Attached one of the module for ref modules/mosdepth/main.nf

process mosdepth {

    tag { sample }

    input:
    tuple val(sample), path(bam), path(bai)
    path ref_fasta

    output:
    tuple val(sample), path("*.regions.bed.gz"), emit: regions
    tuple val(sample), path("*.dist.txt"), emit: dists
    tuple val(sample), path("*.summary.txt"), emit: summary

    script:
    def fasta = ref_fasta ? /--fasta "${ref_fasta}"/ : ''

    """
   # run mosdepth    
   # do not output per-base depth and apply 1000bp window-sizes
   # use the reads with mapping quality 20 and above

    mosdepth \\
        --no-per-base \\
        --by 1000 \\
        --mapq 20 \\
        --threads ${task.cpus} \\
        ${fasta} \\
        "${sample}" \\
        "${bam}"
    """
}

Answer 1

It's a little hard to see what's going on as you're only providing the main.nf and modules/multiqc/main.nf files. And there appear to be input cardinality errors in the scripts, but I got a little lost trying to go over your examples. Regardless, there are a few suggestions I can make.

Importantly, by not joining output streams using the join operator, you're risking incorrect sample IDs being paired with data from different files. I believe nextflow randomly allocates data to processes when more than one item is ready in a given channel.

The easiest solution would be to collect and join all data emitted from mosdepth, verifybamid2, and samtools. I don't use any of these tools, so I'll make up the tuple in the examples.

modepth:

output:
tuple, val("$sampleID"), path("${sampleID}_bam.dists"), path("${sampleID}_bam.summary"), emit: mosdepth_bam_out

samtools:

output:
tuple, val("$sampleID"), path("${sampleID}_bam.stats"), emit: samtools_bam_out

verifybamid2:

output:
tuple, val("$sampleID"), path("${sampleID}_bam.freemix"), path("${sampleID}_bam.ancestry"), emit: verifybamid_bam_out

Workflow main.nf

// Some of the processes just as an example
samtools_stats_bam( aln_inputs.bam, [] )
verifybamid2_bam( aln_inputs.bam, ref_fasta, vbi2_ud, vbi2_bed, vbi2_mean )
mosdepth_bam( aln_inputs.bam, [] )

samtools_stats_bam
  .out
  .samtools_bam_out
  .collect() 
  .join( verifybamid2_bam.out.verifybamid_bam_out.collect(), by: 0 )
  .set { intermediate_ch1 } // I am unsure if you can string multiple joins together. Hence the intermediate channel.

intermediate_ch1
  .join( mosdepth_bam.out.mosdepth_bam_out.collect(), by: 0 )
  .set { multiqc_in }

multiqc( multiqc_in )

You'd also need to update the multiqc input cardinality to reflect your joined input channel:

input:
tuple, val(sampleID), path(samtools_bam_stats), path(verify_bam_freemix), path(verify_bam_ancestry), path(mosdepth_bam_dists), path(mosdepth_bam_summary)

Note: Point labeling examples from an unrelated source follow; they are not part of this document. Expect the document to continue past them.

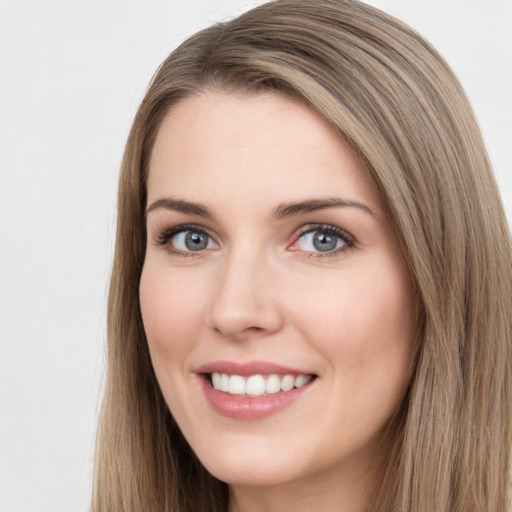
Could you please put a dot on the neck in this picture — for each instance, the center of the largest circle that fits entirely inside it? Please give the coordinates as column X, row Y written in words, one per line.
column 344, row 489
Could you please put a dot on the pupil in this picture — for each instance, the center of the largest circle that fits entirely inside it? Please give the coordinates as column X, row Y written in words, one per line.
column 196, row 241
column 324, row 242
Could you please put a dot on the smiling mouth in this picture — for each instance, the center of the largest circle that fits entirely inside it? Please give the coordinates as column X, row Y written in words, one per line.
column 257, row 385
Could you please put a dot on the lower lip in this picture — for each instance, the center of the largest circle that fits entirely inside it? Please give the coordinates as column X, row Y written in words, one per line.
column 250, row 408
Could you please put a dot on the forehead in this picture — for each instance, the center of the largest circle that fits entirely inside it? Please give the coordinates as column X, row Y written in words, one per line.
column 247, row 145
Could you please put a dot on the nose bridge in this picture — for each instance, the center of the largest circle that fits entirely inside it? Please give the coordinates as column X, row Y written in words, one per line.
column 244, row 300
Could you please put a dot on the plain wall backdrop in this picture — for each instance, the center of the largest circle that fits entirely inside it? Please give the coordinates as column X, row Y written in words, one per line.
column 71, row 76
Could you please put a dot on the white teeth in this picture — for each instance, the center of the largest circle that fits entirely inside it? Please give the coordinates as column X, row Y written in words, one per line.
column 216, row 380
column 224, row 382
column 302, row 380
column 287, row 382
column 236, row 385
column 273, row 384
column 257, row 385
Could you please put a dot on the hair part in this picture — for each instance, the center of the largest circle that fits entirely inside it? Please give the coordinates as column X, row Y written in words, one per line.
column 402, row 111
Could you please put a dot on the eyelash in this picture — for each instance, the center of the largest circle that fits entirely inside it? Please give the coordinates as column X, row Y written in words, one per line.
column 165, row 236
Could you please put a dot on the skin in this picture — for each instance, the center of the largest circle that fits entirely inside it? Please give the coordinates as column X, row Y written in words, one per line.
column 261, row 291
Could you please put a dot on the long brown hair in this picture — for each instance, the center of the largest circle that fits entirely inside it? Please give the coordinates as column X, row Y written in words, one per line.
column 403, row 112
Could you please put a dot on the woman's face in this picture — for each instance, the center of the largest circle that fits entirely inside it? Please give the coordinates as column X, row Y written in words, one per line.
column 272, row 271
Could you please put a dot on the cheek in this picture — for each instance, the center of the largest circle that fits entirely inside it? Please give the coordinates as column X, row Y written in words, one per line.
column 364, row 322
column 170, row 312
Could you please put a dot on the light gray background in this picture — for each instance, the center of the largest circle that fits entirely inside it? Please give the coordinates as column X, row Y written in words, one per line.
column 71, row 76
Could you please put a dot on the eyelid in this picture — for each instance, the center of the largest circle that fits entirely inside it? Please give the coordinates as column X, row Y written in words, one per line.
column 164, row 235
column 349, row 240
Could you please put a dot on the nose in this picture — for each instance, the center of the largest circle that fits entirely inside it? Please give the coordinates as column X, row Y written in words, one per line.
column 244, row 303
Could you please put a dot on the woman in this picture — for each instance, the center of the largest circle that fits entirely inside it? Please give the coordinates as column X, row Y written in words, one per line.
column 310, row 301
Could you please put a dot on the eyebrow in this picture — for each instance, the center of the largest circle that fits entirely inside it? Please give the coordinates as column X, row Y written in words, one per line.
column 282, row 211
column 313, row 205
column 180, row 206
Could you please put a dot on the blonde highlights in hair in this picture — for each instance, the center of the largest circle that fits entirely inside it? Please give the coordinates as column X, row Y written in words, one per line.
column 403, row 112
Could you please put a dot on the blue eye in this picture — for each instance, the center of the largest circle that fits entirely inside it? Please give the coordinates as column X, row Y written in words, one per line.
column 323, row 240
column 192, row 241
column 183, row 240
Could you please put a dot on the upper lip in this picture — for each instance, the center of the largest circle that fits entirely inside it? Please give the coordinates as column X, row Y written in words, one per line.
column 249, row 368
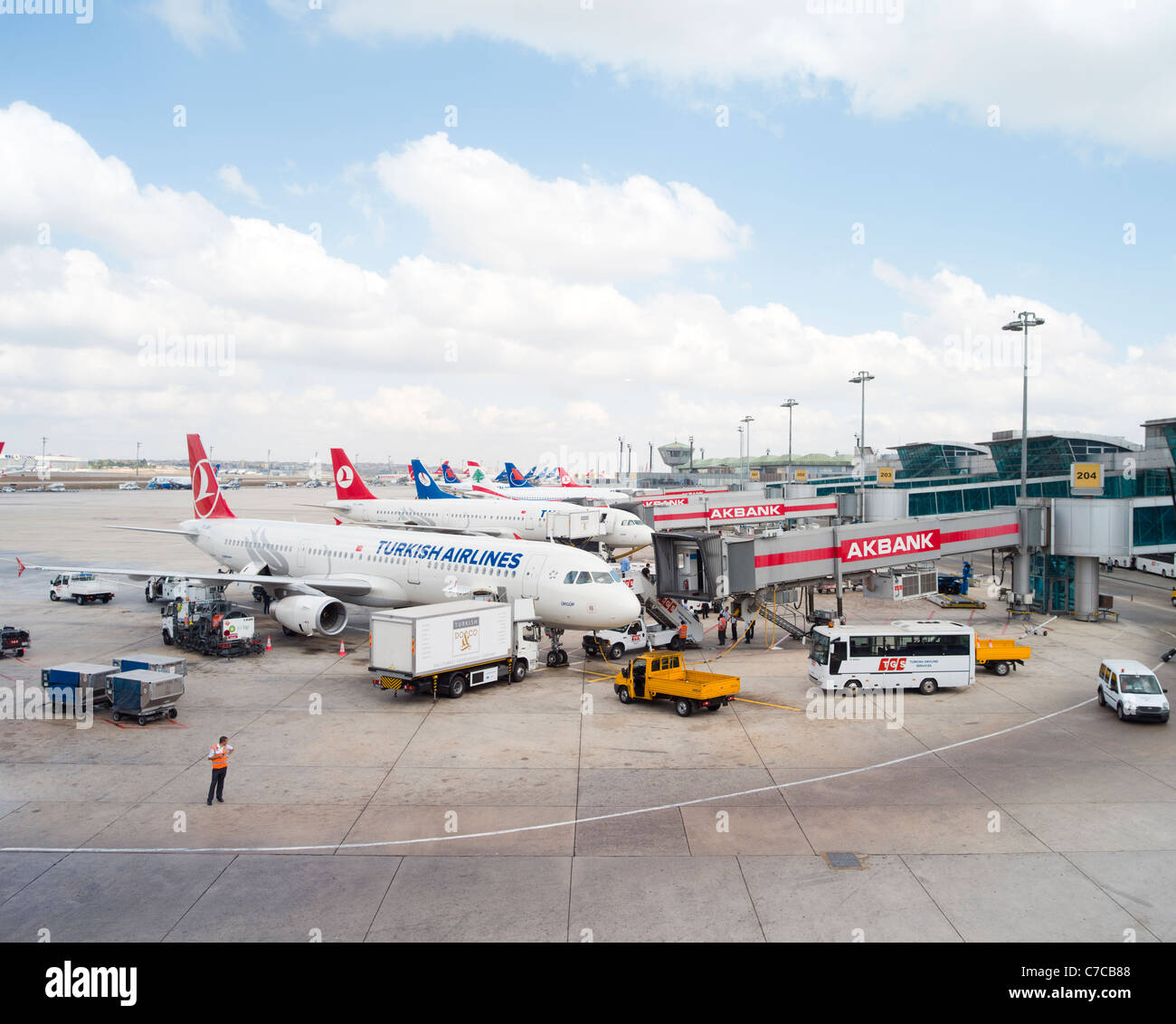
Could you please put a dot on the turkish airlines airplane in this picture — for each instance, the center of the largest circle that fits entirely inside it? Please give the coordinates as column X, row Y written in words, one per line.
column 534, row 521
column 312, row 570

Code not tested, and you'll need to check the order in which join preserves, but it will be consistent, I just can't remember if the initial channel joins to the left or right.

Edit: Also, I have never tried using the collect operator in the same command, so you may need to make more intermediate channels. I also don't know if it's entirely necessary. A final note is you will need to change multiqc's output file name to stop file name collisions in the output directory.